The court heard that negligence of Rusz and his firm left 70-year old claimant Paul Wright without evidence, resulting in him winning a basic claim but being left with five-figure costs. 

The Romford address listed for the Troy Lucas Company

Troy Lucas

Source: Google

Google Streetview image of the Romford address listed for the Troy Lucas Company

Wright sought help after an operation at Basildon & Thurrock University Hospital NHS Foundation Trust in 2004 left him with life changing injuries and permanently disabled. 

He turned to Troy Lucas, which he believed was a litigation firm, to pursue a case against the trust.

According to London firm Leigh Day, which acted for Wright, he was told by the firm that it had extensive experience and that it claimed to be ‘as good as, if not better, than any solicitor or barrister’. The firm also gave Wright a contract to sign which implied that people with legal qualifications worked there and that it was regulated by the Solicitors Regulation Authority.

Rusz and Troy Lucas argued that there was no contract, they owed no duty of care to Wright and accused him of exaggerating his original clinical negligence claims.
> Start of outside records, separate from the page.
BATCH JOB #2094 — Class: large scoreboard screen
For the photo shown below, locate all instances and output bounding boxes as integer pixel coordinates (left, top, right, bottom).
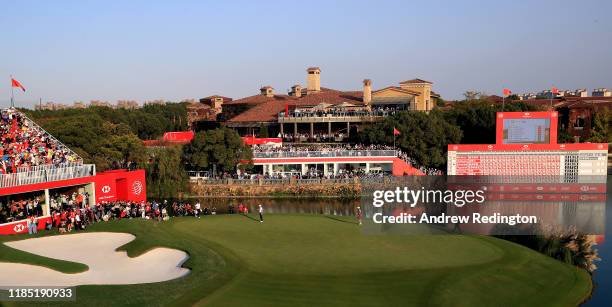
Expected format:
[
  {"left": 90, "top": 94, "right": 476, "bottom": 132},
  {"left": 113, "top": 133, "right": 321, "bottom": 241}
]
[
  {"left": 447, "top": 112, "right": 608, "bottom": 182},
  {"left": 502, "top": 118, "right": 550, "bottom": 144},
  {"left": 495, "top": 112, "right": 558, "bottom": 145}
]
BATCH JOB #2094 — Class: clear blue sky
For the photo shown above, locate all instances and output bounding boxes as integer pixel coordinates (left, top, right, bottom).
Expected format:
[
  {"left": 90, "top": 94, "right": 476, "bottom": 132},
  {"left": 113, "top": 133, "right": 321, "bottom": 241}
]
[{"left": 0, "top": 0, "right": 612, "bottom": 106}]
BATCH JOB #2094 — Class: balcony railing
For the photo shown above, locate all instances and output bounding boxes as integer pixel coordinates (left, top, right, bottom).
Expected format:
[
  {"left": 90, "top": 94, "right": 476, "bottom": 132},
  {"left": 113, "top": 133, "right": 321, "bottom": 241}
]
[
  {"left": 253, "top": 150, "right": 397, "bottom": 159},
  {"left": 0, "top": 164, "right": 96, "bottom": 188}
]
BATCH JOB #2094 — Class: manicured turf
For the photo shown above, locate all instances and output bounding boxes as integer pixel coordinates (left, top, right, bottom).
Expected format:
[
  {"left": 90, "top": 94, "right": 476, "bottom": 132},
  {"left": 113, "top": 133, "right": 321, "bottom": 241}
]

These claims were dismissed by the court.

Emma Jones, partner at Leigh Day, said: ‘This ruling establishes that if individuals hold themselves out as competent legal advisers they will be held to the standards of a competent legal adviser and if they do not reach those standards they can be liable. This has become increasingly important since the decrease in legal aid that is available. Since that time we have seen an increase in unregulated individuals who advertise their services. Individuals offering such services includes but is not limited to Mckenzie friends, who are able to offer a wide range of services yet remain unregulated and they are not required to have insurance.’

In a long awaited consultation response published last month the judiciary ducked the issue of banning fee recovery by paid McKenzie friends saying that is a matter for the government.